The complaints surrounding action films these days are easy to predict before anybody starts pulling them out: The story just doesn’t have much heart, the action sequences themselves are so tied in with computerized trickery as to carry little weight, the absurdity of the scenarios robs the film of any sense of urgency as the hero dances around deadly digital calamity and you just know he’s doing it on a green screen set. Even the wildly successful superhero genre is not immune from these legitimate criticisms. It’s fun to watch Spider-Man’s magic!kick, but your brain isn’t for a moment fooled that it’s happening on any real level.
Yet, while I was watching a screening of Captain America: The Winter Soldier, I noticed that in one particular scene, the audience was really invested in an early fight scene in which Chris Evans’ thawed-out super soldier engages in a knockdown fight with a man the credits insist is Batroc. Neither of these gentlemen have superpowers, though both are well-trained fighters.
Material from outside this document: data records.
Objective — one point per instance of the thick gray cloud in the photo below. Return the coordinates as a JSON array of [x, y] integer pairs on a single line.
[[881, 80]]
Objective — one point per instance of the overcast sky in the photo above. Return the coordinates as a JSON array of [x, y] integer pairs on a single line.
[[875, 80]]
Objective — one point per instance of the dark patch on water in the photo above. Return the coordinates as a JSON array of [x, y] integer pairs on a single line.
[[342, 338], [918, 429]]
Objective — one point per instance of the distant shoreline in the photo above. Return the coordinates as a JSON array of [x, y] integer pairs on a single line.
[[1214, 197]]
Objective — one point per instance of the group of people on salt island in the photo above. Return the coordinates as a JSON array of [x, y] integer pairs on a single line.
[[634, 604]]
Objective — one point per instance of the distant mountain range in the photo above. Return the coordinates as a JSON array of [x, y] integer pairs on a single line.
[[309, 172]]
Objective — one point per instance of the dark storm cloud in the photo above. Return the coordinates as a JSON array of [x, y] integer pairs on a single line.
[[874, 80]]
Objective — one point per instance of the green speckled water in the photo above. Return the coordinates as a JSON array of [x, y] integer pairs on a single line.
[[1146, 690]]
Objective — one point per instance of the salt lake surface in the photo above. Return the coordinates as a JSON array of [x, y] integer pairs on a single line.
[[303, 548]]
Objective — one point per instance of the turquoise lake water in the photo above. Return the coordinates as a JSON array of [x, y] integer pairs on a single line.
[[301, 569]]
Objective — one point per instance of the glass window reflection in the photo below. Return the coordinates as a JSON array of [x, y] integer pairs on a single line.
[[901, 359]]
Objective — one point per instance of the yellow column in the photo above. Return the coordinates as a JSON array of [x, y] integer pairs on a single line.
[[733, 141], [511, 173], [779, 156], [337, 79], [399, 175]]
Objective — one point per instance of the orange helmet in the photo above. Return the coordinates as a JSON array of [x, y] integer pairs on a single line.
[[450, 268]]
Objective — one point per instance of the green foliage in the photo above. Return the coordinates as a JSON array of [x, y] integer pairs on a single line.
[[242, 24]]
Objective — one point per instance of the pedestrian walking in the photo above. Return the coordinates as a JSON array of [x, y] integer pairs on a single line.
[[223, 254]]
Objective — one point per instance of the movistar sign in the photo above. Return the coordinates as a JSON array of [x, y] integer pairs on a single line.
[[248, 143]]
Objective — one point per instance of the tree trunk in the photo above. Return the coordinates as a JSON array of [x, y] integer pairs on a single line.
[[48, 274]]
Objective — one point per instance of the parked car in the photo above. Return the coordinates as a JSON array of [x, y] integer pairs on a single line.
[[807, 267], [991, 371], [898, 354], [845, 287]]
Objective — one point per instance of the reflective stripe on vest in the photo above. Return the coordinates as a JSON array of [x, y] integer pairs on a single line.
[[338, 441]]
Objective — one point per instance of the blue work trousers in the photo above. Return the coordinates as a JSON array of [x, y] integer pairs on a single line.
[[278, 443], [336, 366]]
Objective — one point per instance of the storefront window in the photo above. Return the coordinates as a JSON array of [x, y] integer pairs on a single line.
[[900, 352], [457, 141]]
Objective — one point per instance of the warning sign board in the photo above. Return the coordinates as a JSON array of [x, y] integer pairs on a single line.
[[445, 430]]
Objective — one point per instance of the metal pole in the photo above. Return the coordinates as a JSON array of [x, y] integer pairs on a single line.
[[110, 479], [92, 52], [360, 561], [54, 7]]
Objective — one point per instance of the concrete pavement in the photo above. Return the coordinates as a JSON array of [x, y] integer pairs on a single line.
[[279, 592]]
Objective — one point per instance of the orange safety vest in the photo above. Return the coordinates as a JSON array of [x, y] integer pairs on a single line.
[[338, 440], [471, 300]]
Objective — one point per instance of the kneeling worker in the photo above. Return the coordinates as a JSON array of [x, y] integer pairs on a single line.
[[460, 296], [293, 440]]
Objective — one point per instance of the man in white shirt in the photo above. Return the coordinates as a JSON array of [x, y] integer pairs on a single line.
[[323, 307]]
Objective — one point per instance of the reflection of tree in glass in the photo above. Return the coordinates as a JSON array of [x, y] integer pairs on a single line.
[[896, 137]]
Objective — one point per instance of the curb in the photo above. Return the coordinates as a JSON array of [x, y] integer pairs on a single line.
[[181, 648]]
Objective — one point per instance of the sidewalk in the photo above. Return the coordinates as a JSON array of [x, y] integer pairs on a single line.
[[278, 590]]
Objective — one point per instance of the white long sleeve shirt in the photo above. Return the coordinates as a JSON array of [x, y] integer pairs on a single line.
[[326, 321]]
At the moment Cap executes some insane vertical spin kick that seems to land on Batroc with the force of a sack full of bowling balls, the entire audience, me included, cheered in that particular way that is somewhere between a groan and a chuckle. The ending sequence, replete with airborne combat and exploding airships, failed to evoke the same degree of enthusiasm.
This is because the first felt real and the second, while an exciting end to the plot, did not. It’s why Blade Runner 2049’s vicious final battle—little more than a knife fight between two actors in a water-tank set—is more thrilling than Black Panther’s jubilant Afro-futuristic free-for-all, fun as that was. And it is why 1998’s The Mask of Zorro has aged even better than its stars, who are all still running around doing must-see work.